In the video she created for the Khan Academy Breakthrough Junior Challenge, she explains what mitochondria are and do, why they are important, and what happens when they begin to falter.
But Bella wasn’t able to enter her video in the contest because she missed the entry deadline by mere minutes!
She spent countless hours researching and creating the video during mid-terms at Berkeley. She had several tests to study for and take at the same time she was creating the video. “That’s why it was submitted late,” she said, noting the video was a labor of love for her.
She was happy to be able to create a video. “I wasn’t interested in winning; I just wanted to share the video,” said the daughter of John Rubio and Karen Lee of San Francisco.
But when her dad saw her put all those hours into the project and then not make the deadline, he reached out to MitoAction to see if the organization could make use of the video. “I was actually planning on reaching out to MitoAction myself after finishing the video, but my dad didn’t know that and I didn’t know that he was reaching out,” Bella said.
MitoAction is thrilled to partner with Bella to share her video and raise awareness!
People still need to understand the role of mitochondria in the body, she said. “If we can understand mitochondria, it can lead to possibilities in medicine overall.” Her experience in a youth cancer group, Burlingame Cancer Research, and a nonprofit group, Strides for Life Colon Cancer Foundation, further motivates her to understand the role of mitochondria. She realized understanding mitochondria could be a huge avenue to treating other disorders and diseases, like cancer.
“I hope people will understand the role of the mitochondria. And be aware that people out there have mitochondrial disease. People are suffering. We need to get other people interested in this.”

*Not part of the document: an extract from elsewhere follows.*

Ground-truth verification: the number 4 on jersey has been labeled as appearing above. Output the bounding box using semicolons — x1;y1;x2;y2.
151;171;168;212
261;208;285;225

Bella plans to major in Molecular and Cell Biology. She always knew she’d go into a medical or biology-related career. “I grew up watching ‘House,’” she said. During the years she spent going to different doctors she realized she doesn’t want to be a doctor.
Research is in her wheelhouse. “Although the past two years have been difficult, it’s because I lack an answer that motivates me. It’s because of adversities that we become passionate about something,” she said. “And I’ve found my passion. I want to continue researching mitochondrial dysfunction and its link to different diseases and disorders.”